Kharge, who assumed charge of the Home Department after the new Cabinet formation under Chief Minister D. K. Shivakumar, referred to the RSS as a “body of individuals” and said any organisation functioning at scale in public life should be answerable under the law. His remarks came after the arrest of Sudhir Bangera, who is accused of issuing a death threat to him on social media.
The minister linked the matter to the BJP’s defence of the RSS, asking the party to advise what he called its “political superiors” to prepare registration papers. He said the issue was not merely about processions or public events, but about whether a large organisation with wide social and political reach could remain outside ordinary systems of disclosure.
The RSS has long maintained that it does not require registration because it functions as a voluntary organisation and is recognised as a body of individuals. RSS chief Mohan Bhagwat had made a similar argument in Bengaluru last year, saying the organisation was not unconstitutional and that registration was not mandatory for such a body.
Kharge’s intervention revives a long-running debate over the legal position of unregistered organisations, their finances, and the extent to which state governments can demand disclosures when such bodies hold public events, collect contributions, or influence political mobilisation.
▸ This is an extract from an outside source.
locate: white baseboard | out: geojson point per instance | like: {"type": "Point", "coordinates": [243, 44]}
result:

Under tax law, a body of individuals may be treated as a person for limited purposes even if it is not incorporated, but registration under specific laws can affect obligations relating to accounts, donations, property, and legal liability.
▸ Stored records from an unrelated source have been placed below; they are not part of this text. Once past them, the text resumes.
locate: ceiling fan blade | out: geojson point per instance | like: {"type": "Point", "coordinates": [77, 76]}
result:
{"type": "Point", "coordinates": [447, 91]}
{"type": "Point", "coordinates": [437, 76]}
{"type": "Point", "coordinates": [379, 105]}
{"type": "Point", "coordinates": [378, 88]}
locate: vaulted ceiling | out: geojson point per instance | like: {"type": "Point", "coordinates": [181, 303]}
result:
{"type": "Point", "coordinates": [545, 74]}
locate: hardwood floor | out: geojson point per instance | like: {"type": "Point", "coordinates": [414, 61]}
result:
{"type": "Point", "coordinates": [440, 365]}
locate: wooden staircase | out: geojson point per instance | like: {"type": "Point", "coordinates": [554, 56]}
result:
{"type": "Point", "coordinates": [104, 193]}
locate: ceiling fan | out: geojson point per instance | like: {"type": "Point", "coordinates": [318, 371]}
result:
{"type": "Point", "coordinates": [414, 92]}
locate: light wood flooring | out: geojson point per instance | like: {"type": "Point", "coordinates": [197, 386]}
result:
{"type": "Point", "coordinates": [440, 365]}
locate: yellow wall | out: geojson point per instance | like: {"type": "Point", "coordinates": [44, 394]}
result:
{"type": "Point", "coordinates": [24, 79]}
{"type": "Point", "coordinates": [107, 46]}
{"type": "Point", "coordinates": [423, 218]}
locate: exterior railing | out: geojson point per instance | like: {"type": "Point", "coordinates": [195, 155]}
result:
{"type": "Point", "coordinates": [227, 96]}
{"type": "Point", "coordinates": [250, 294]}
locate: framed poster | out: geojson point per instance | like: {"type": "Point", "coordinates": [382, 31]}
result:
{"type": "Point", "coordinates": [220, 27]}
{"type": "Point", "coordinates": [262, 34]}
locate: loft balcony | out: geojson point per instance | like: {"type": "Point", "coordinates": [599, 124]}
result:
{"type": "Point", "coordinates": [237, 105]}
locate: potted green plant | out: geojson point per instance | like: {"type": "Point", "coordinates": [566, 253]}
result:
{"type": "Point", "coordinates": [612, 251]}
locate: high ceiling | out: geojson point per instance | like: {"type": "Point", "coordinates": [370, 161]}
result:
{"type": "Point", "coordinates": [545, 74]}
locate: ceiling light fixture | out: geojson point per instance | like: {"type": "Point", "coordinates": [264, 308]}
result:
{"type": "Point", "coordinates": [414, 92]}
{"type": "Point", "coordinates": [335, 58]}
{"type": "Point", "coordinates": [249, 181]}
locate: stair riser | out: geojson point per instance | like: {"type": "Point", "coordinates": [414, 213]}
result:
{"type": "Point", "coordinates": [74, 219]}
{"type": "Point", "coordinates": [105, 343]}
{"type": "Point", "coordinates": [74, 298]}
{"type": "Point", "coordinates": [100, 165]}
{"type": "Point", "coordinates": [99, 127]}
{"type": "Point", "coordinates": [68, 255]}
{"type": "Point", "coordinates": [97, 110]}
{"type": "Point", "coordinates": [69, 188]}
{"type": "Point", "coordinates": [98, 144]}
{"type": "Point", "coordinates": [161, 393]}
The BJP is expected to resist the move strongly, viewing it as a political attempt to target the RSS through administrative pressure. Party leaders have previously accused Kharge of using the registration issue to deflect attention from governance and law-and-order questions. The RSS and its affiliates have also argued that their activities are voluntary, cultural, and socially rooted, not equivalent to those of a political party or commercial organisation.
Kharge has repeatedly questioned the RSS on funding, overseas-linked networks, and transparency. Earlier this year, he alleged that organisations associated with the Sangh Parivar should be subject to scrutiny over donations and financial flows. Those remarks triggered sharp criticism from the BJP and the Vishva Hindu Parishad, which accused him of maligning nationalist organisations.
The confrontation has acquired added weight because Kharge now heads the Home Department, giving him administrative responsibility over policing, permissions for public gatherings, processions, and security assessments. His comments indicate that the state government may examine documentation requirements more closely when RSS-linked activities seek permission for route marches or public programmes.
The Chittapur MLA, son of Congress president Mallikarjun Kharge, has positioned the issue within a broader argument about constitutional accountability. He has maintained that groups active in public life cannot demand privileges while avoiding scrutiny. His critics argue that the Congress is selectively targeting organisations aligned with the BJP while ignoring bodies close to its own political ecosystem.
The immediate political spark was the alleged threat against Kharge. Police arrested Bangera after a social media post was flagged as threatening the minister. Kharge used the episode to argue that abuse and intimidation were being normalised by groups aligned with the BJP, a charge the opposition has rejected.
Karnataka’s political climate has been unsettled since the leadership transition from Siddaramaiah to Shivakumar and the subsequent Cabinet allocation. Several ministers and aspirants have been lobbying over portfolios, while the BJP has sought to portray the government as distracted by internal tensions. The RSS registration issue gives the Congress a sharper ideological line at a time when the new administration is trying to assert authority.
For the RSS, the controversy touches a sensitive institutional question. Founded in 1925, the organisation operates through shakhas and affiliated networks rather than formal membership rolls. Its defenders see that structure as central to its voluntary character. Its critics say the same structure limits accountability despite the organisation’s influence across politics, education, labour, student activity, religious mobilisation, and civil society.